The mass adoption of ePortfolios is (IMHO) not longer a question of if, but a must to survive and prosper in a time of mass disruption and economic dislocation. Thanks, Marianne, for sharing a thoughful point of view…and bravo for acknowledging the importance of the education and job needs our returning veterans!

p.s., though you might find this article on badging useful:

Emily Cross 2012/04/14 at 8:22 am

Thanks for posting that article, Yancy!

We’re definitely moving into a post-resume era; one where specific skills are more important than general credentials.

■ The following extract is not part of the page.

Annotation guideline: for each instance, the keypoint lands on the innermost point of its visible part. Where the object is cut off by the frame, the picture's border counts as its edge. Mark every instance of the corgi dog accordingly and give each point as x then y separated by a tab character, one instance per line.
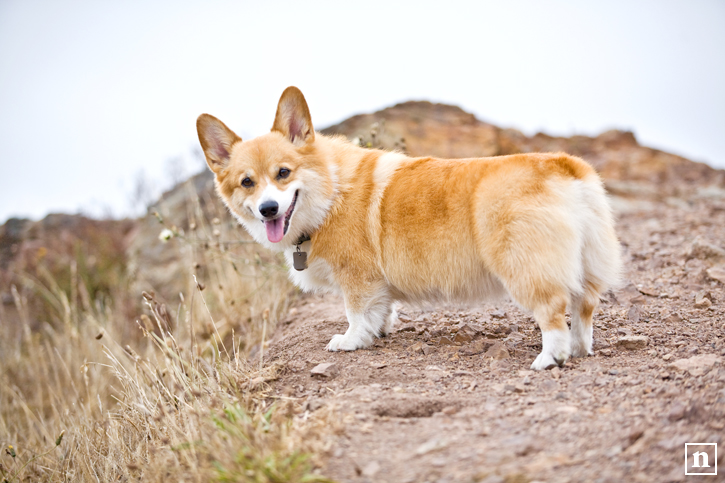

Joe Beckmann 2012/04/18 at 12:21 pm

Promoting the software for Pathbrite is very nice, for them. In truth, there are plenty of open source systems that do as well – if not better – in portraying the achievements and potential of students and applicants – to jobs, careers, and postsecondary institutions. Why you choose to celebrate a proprietary product rather than Google or Posterous or Wiki betrays a venality – in fact, a contemptible venality – which ripples in your overall reporting and undermines both your credibility and your professionalism.

Marianne Dombroski 2012/05/01 at 5:18 pm

Thanks for the feedback, Joe! My intent here was to promote the veterans angle, and I did reference GoogeSites, WordPress and WikiSpaces as alternatives available to individuals wishing to build similar portfolios. Am working on follow-up which will delve into additional open source options for institutions as well as individuals.